WOD 02/05/17
A: 8-15 Minutes To WU:
Deadlift- 225/155#
WallBall 20#-9’/14#-10′
Calorie Row
HSPU
B: CrossFit Games Open 16.4
13-Minute AMRAP:
55 Deadlifts, 225# / 155#
55 Wall-Ball Shots, 20# / 14#
55 Calorie Row
55 Handstand Push-ups
@85% Somewhat Hard Pace (Not Sustainable)
Prior to starting this workout each athlete will need to stand against the wall and measure and mark their foot line for the handstand push-ups. At the call of “3, 2, 1 … go,” the athlete will perform 55 deadlifts, 55 wall-ball shots, 55 calories, wall for handstand push-ups.
Your score will be the total number of repetitions completed within the 13-minute time cap.
For HSPU=
Prior to starting you will need to establish the foot line for your handstand push-up.
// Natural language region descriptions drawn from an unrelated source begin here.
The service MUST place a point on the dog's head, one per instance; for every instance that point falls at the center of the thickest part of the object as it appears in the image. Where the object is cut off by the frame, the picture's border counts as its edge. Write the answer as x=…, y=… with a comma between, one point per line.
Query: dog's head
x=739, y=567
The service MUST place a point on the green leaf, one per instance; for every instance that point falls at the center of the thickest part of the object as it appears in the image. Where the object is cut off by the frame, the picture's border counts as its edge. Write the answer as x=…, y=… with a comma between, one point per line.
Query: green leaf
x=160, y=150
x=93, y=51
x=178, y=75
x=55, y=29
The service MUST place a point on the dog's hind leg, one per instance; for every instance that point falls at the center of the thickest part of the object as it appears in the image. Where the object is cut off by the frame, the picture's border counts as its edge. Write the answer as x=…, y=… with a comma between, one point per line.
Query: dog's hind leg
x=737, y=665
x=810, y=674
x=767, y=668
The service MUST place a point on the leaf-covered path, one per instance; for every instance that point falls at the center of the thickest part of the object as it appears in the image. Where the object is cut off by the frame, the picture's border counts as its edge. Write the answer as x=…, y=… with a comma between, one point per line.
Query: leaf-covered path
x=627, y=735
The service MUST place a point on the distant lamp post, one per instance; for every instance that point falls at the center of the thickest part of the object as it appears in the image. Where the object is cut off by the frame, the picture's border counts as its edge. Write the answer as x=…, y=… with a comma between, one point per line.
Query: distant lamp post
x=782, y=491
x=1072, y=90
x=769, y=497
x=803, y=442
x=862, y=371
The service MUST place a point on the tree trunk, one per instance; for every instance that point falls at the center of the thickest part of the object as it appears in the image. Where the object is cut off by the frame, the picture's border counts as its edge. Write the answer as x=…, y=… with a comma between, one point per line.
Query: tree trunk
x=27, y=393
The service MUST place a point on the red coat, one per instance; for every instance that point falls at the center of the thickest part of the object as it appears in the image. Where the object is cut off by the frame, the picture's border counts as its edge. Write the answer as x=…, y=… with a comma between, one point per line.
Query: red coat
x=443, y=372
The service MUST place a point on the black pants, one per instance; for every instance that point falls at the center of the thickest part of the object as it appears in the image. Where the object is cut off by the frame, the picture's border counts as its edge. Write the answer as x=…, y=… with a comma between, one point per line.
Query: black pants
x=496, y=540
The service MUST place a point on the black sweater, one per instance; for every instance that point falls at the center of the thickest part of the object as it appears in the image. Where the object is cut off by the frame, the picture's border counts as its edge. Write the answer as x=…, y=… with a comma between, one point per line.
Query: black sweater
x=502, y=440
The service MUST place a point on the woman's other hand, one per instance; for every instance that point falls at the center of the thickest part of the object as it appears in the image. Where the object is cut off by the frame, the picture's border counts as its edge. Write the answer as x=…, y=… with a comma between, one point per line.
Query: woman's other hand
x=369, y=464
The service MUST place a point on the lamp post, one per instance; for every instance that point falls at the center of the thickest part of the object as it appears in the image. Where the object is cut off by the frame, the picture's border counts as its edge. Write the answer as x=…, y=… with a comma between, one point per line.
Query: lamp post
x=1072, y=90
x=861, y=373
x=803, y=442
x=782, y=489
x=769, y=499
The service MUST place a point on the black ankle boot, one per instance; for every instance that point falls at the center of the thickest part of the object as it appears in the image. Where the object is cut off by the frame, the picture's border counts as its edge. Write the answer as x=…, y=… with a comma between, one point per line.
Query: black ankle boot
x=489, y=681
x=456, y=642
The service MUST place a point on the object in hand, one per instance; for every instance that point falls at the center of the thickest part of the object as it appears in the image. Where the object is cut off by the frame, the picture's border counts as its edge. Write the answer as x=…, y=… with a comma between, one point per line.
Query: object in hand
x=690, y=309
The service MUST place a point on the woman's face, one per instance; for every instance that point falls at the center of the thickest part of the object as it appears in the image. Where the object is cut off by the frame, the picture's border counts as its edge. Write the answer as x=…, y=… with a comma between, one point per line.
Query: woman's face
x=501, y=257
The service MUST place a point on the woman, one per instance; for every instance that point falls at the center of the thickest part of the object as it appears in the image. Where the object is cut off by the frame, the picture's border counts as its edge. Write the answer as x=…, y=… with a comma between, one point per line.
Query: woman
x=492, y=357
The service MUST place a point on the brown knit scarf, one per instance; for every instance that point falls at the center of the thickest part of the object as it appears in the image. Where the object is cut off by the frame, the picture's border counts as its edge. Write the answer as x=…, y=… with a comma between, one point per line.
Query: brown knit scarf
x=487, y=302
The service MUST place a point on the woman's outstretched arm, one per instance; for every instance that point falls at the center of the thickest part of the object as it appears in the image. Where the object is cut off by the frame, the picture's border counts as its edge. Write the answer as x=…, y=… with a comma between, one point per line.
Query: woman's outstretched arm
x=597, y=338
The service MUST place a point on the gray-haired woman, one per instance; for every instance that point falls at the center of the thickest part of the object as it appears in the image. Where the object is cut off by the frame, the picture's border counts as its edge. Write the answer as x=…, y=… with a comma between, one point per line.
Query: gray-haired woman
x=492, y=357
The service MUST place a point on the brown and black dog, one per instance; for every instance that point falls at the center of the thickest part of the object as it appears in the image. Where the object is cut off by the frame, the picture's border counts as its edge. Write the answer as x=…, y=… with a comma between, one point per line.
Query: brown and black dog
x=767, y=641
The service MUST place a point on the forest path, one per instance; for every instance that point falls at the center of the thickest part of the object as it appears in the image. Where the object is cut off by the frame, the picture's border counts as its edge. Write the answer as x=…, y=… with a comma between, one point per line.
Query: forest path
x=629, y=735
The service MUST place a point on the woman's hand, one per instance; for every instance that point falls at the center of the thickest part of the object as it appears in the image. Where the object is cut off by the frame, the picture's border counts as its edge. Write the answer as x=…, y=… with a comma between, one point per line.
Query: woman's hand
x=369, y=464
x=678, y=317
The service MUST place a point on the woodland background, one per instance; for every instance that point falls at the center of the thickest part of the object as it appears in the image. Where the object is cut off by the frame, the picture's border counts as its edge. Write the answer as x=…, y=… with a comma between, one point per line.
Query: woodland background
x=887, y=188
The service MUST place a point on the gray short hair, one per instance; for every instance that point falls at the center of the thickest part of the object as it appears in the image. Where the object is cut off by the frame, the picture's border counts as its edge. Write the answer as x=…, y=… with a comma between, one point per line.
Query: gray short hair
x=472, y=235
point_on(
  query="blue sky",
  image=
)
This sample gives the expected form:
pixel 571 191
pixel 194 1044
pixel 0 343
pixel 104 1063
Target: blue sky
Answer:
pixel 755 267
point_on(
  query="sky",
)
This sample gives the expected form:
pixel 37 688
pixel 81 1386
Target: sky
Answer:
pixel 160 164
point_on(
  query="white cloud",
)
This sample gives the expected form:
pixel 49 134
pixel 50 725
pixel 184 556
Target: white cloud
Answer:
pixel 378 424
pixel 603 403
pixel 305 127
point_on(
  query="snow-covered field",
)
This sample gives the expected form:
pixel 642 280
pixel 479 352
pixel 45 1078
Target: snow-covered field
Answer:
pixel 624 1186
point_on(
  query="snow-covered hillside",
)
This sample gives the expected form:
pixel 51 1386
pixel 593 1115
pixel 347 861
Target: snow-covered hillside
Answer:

Stand facing the wall on the same surface your hands will be on, with your feet at hip width and your toes touching the wall. While standing tall, reach your hands over your head with your elbows straight, shoulders extended and your thumbs touching.
From here, mark the height of your wrists, then measure down 3 inches and create a line on the wall. Mark your line with a permanent marker, chalk or tape. Judges may restore the line between rounds as needed.
Each handstand push-up begins and ends with the heels in contact with the wall and above the pre-marked line. The athlete may place their hands however they choose, as long as their heels are above the line.
At the bottom, the athlete’s head makes contact with the ground. If the head and hands are on different surfaces, the surfaces must be level. The feet do not need to remain in contact with the wall for the entire movement, but must touch above the line at the beginning and end of each rep. Kipping is allowed.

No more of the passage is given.